Now, researchers from the Massachusetts Institute of Technology (MIT), Tsinghua University in Beijing, and members of AI startup MyShell introduce OpenVoice—an open-source voice cloning solution that boasts nearly instantaneous results and offers granular controls not found in other platforms.
“Clone voices with unparalleled precision, adjusting tone, emotion, accent, rhythm, pauses, and intonation from just a small audio clip,” states MyShell in their recent post on X.
The company shared a link to their research paper detailing the development of OpenVoice, along with access points for users to try it: the MyShell web app (user account required) and HuggingFace (public access without an account).
In an email, lead researcher Zengyi Qin from MIT and MyShell emphasized the project's goal: "MyShell aims to benefit the research community. OpenVoice is just the beginning. In the future, we will provide grants, datasets, and computing power to support open-source research. Our core mission is ‘AI for All.’”

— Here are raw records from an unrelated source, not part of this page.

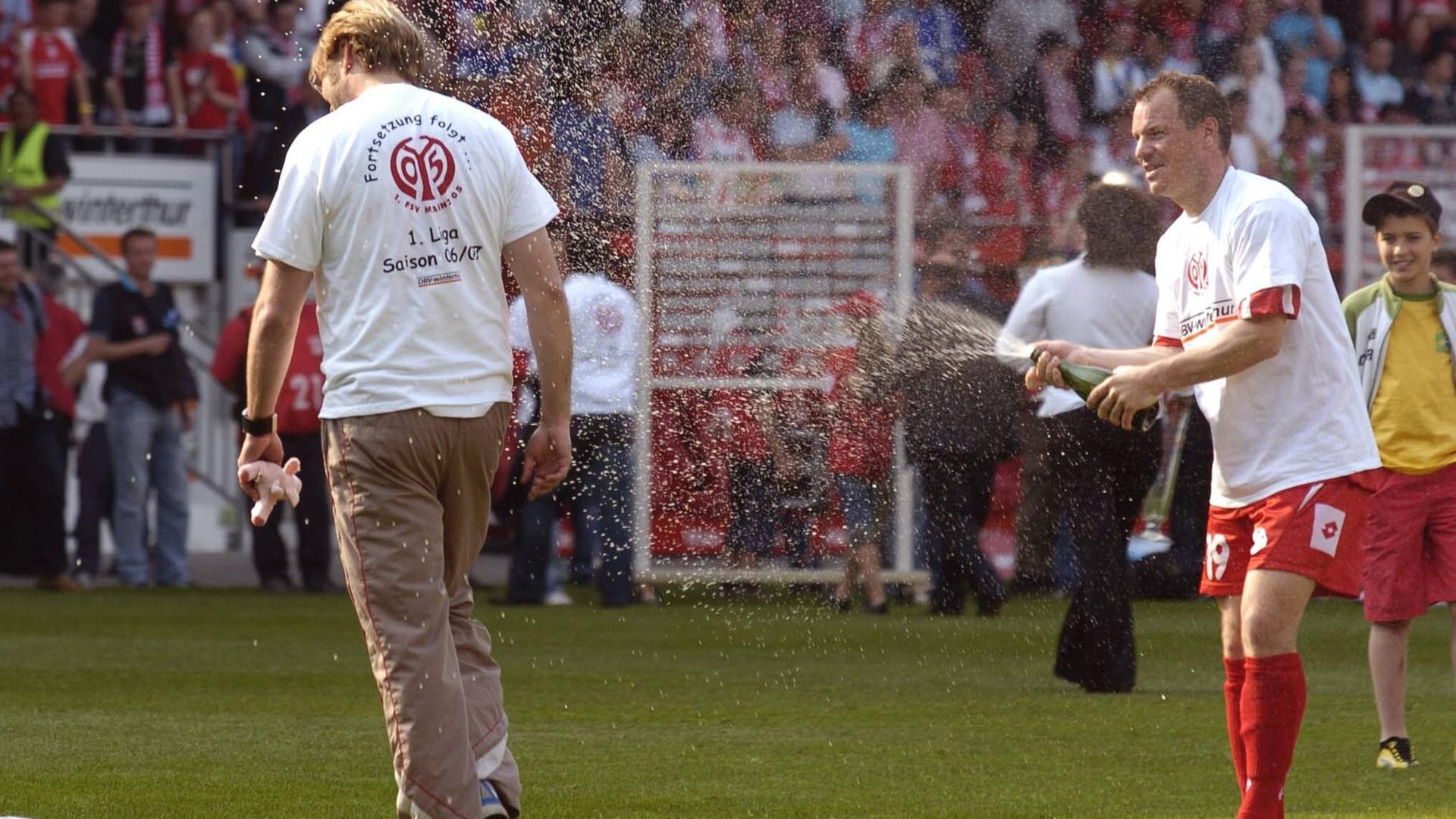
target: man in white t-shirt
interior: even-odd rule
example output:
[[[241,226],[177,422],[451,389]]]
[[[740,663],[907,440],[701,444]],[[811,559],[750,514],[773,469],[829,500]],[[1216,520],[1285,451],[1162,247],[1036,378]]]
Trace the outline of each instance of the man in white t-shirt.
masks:
[[[1201,592],[1223,621],[1239,819],[1284,815],[1305,711],[1299,622],[1315,593],[1360,592],[1360,538],[1380,465],[1319,230],[1278,182],[1229,165],[1229,103],[1207,79],[1165,71],[1137,95],[1137,160],[1182,216],[1158,245],[1155,342],[1041,342],[1026,385],[1061,386],[1076,361],[1115,372],[1088,405],[1123,427],[1194,386],[1213,428]]]
[[[575,463],[571,478],[556,493],[521,509],[507,584],[507,599],[513,603],[569,602],[549,581],[558,574],[553,571],[553,546],[562,506],[571,510],[572,580],[596,576],[604,608],[632,602],[632,433],[638,364],[642,360],[642,319],[632,293],[594,273],[601,270],[604,254],[588,255],[601,258],[571,259],[565,242],[558,248],[563,267],[577,271],[566,275],[566,306],[575,345],[571,358]],[[534,345],[526,332],[526,310],[524,299],[511,303],[511,347],[526,351],[530,369],[536,372]],[[593,570],[596,557],[601,558],[600,571]]]
[[[571,463],[571,325],[546,236],[558,210],[498,121],[414,85],[424,63],[419,31],[389,0],[352,0],[323,29],[310,82],[333,112],[293,143],[253,242],[268,265],[239,465],[282,462],[274,410],[313,283],[339,563],[384,707],[397,816],[515,816],[501,669],[466,573],[511,402],[502,252],[542,373],[521,479],[540,495]]]

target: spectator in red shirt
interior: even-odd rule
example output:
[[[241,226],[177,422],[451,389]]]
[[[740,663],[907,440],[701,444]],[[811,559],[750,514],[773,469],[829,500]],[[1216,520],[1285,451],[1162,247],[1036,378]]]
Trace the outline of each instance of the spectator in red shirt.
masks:
[[[20,87],[35,92],[41,121],[66,124],[66,102],[76,93],[82,128],[95,124],[96,106],[86,87],[80,47],[67,23],[71,0],[38,0],[35,28],[20,32]]]
[[[885,584],[879,579],[881,549],[890,522],[890,466],[894,461],[894,404],[866,396],[860,375],[863,358],[878,338],[879,300],[856,293],[834,307],[855,337],[853,347],[830,353],[826,369],[830,389],[828,469],[839,491],[840,517],[849,533],[844,579],[834,587],[834,605],[849,611],[855,586],[865,586],[865,612],[887,614]]]
[[[137,125],[182,125],[182,90],[167,83],[172,48],[153,16],[151,0],[127,0],[122,26],[111,41],[106,64],[106,99],[112,117],[128,134]],[[173,117],[176,114],[176,117]],[[149,150],[141,140],[137,150]]]
[[[167,67],[169,83],[176,83],[182,92],[181,122],[188,128],[227,128],[233,115],[242,108],[237,76],[227,60],[213,52],[215,39],[213,10],[198,9],[186,23],[186,48]]]
[[[319,408],[323,405],[323,345],[319,341],[319,316],[313,303],[303,306],[298,334],[293,341],[293,358],[284,392],[278,399],[278,437],[288,455],[303,462],[301,475],[313,475],[303,482],[293,522],[298,529],[298,573],[306,592],[328,592],[329,581],[329,495],[322,482],[323,444],[319,437]],[[223,328],[213,358],[213,377],[242,401],[248,332],[253,309],[245,307]],[[288,592],[288,551],[278,528],[282,516],[275,510],[262,526],[253,528],[253,568],[265,592]]]
[[[55,411],[55,436],[61,452],[66,452],[71,444],[71,421],[76,420],[76,391],[61,377],[61,361],[76,340],[86,334],[86,322],[76,310],[57,302],[45,287],[41,289],[41,303],[45,309],[45,332],[35,347],[35,366],[41,388]]]
[[[0,122],[10,122],[10,95],[20,73],[20,55],[10,41],[0,42]]]
[[[900,160],[914,168],[916,195],[923,210],[941,194],[941,169],[952,159],[951,128],[939,111],[926,105],[919,68],[897,67],[885,80],[885,92],[900,102],[891,128]]]

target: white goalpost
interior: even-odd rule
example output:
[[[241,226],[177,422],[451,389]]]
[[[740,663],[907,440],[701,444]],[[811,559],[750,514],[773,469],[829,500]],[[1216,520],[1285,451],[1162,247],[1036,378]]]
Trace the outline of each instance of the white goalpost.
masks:
[[[1345,125],[1345,294],[1380,275],[1370,229],[1360,220],[1366,200],[1396,179],[1420,182],[1443,203],[1456,203],[1456,125]],[[1456,207],[1441,219],[1441,233],[1456,230]]]
[[[853,341],[830,312],[871,291],[890,321],[914,293],[913,176],[904,165],[645,163],[636,171],[636,296],[642,313],[633,450],[633,576],[639,583],[830,581],[840,568],[770,558],[728,568],[728,488],[703,424],[665,407],[703,407],[732,391],[799,396],[831,382],[824,354]],[[747,360],[767,367],[745,366]],[[802,430],[796,430],[802,431]],[[662,453],[697,442],[716,478],[684,488]],[[705,443],[706,442],[706,443]],[[817,447],[823,452],[823,447]],[[681,462],[683,453],[677,452]],[[827,463],[818,462],[827,474]],[[895,430],[887,581],[914,568],[913,479]],[[836,504],[808,514],[815,551],[843,545]],[[780,514],[764,509],[764,514]],[[783,539],[776,526],[775,539]]]

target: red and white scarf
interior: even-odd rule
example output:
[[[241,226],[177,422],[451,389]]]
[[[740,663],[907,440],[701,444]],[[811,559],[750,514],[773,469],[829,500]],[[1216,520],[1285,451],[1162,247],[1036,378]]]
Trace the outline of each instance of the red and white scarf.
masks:
[[[172,106],[167,105],[166,66],[162,64],[162,23],[156,20],[147,23],[147,99],[143,117],[149,125],[160,125],[170,121]],[[111,41],[111,74],[121,74],[121,64],[127,57],[127,29],[119,29]]]

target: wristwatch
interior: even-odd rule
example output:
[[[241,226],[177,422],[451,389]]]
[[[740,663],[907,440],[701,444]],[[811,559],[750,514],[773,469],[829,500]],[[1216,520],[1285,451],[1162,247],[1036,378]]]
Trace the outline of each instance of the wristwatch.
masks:
[[[271,436],[278,431],[278,415],[274,414],[266,418],[253,418],[248,415],[248,410],[243,410],[243,417],[237,421],[237,426],[243,428],[243,434]]]

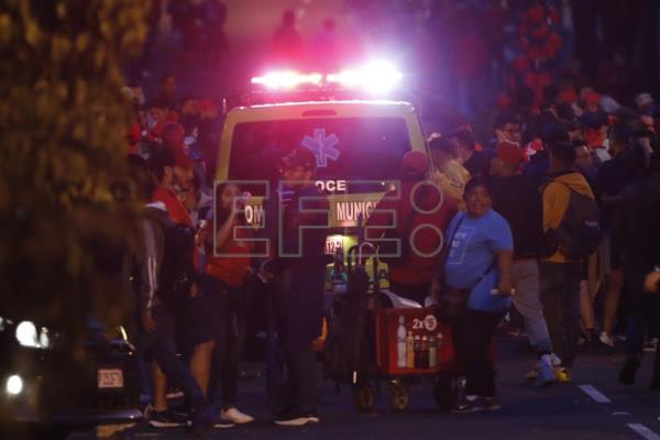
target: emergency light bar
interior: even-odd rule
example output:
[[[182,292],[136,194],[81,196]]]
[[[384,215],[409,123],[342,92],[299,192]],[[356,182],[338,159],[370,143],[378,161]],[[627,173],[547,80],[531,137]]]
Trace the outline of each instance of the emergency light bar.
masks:
[[[373,94],[386,94],[402,80],[404,76],[394,66],[385,62],[375,62],[363,68],[346,69],[339,74],[330,74],[327,80],[349,89],[362,89]]]
[[[292,90],[304,84],[320,86],[321,79],[323,79],[321,74],[301,75],[296,72],[273,72],[252,78],[252,84],[260,84],[274,90]]]
[[[403,79],[403,74],[385,62],[375,62],[359,69],[345,69],[336,74],[299,74],[294,70],[272,72],[252,78],[253,85],[270,91],[293,91],[295,89],[328,90],[350,89],[384,95],[393,90]]]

Regarding the motivation behind OpenVoice, Qin explained: “Language, vision, and voice are three key modalities for future Artificial General Intelligence (AGI). While there are various open-source models for language and vision, a powerful, instant voice cloning model for customization was lacking, which is why we undertook this project.”
Using OpenVoice
In informal tests using HuggingFace, I quickly generated a convincing—if somewhat robotic—replica of my voice using random speech. Unlike other voice cloning applications, OpenVoice allowed me to speak freely without adhering to a specific script. In mere seconds, I had a voice clone that accurately read back my text prompt.
Additionally, I could adjust the "style" of the clone among different emotional presets, such as cheerful, sad, or angry, effectively changing the tone.
Here’s a sample of my voice clone using OpenVoice set to a "friendly" tone.
How OpenVoice was Created
The creators of OpenVoice—Qin, Wenliang Zhao and Xumin Yu from Tsinghua University, and Xin Sun from MyShell—outlined their method in their research paper. OpenVoice consists of two key AI models: a text-to-speech (TTS) model and a tone converter.
The TTS model manages style parameters and languages, trained on 30,000 sentences from two English speakers (with American and British accents), one Chinese speaker, and one Japanese speaker, each labeled with specific emotions. It learned nuances like intonation, rhythm, and pauses.
The tone converter was trained on over 300,000 audio samples from more than 20,000 speakers. Audio from spoken language is converted into phonemes—distinct sounds that differentiate words—and represented as vector embeddings.
By utilizing a "base speaker" for the TTS model, in combination with tone information from user input, these models can replicate the user’s voice and adapt its emotional expression. The diagram in the OpenVoice research illustrates how these models integrate.
Despite the conceptual simplicity, this method is efficient and requires significantly fewer computing resources than competitors like Meta's Voicebox.
Qin shared, “We aimed to develop the most flexible instant voice cloning model. This flexibility means control over styles, emotions, accents, and adaptability to any language. Previously, such comprehensive functionality was unattainable due to its complexity. Through a decoupled pipeline process, we achieved effective outcomes with simplicity.”
Behind OpenVoice
MyShell, established in 2023 with a $5.6 million seed round led by INCE Capital alongside contributions from Folius Ventures, Hashkey Capital, SevenX Ventures, TSVC, and OP Crypto, has already garnered over 400,000 users, as reported by The SaaS News. While researching, I observed over 61,000 users on their Discord server.
MyShell describes itself as a “decentralized and comprehensive platform for discovering, creating, and staking AI-native applications.” Besides OpenVoice, their web app features various text-based AI characters and bots with distinct personalities, akin to Character.AI, and includes tools such as an animated GIF maker and user-generated RPGs based on popular franchises.
As for monetization, MyShell charges a monthly subscription for web app users and for third-party bot creators wishing to promote their products within the app. They also charge for AI training data.
Correction: Thursday, January 4, 2023 – The piece was updated to clarify that MyShell is not based in Calgary, AB, Canada.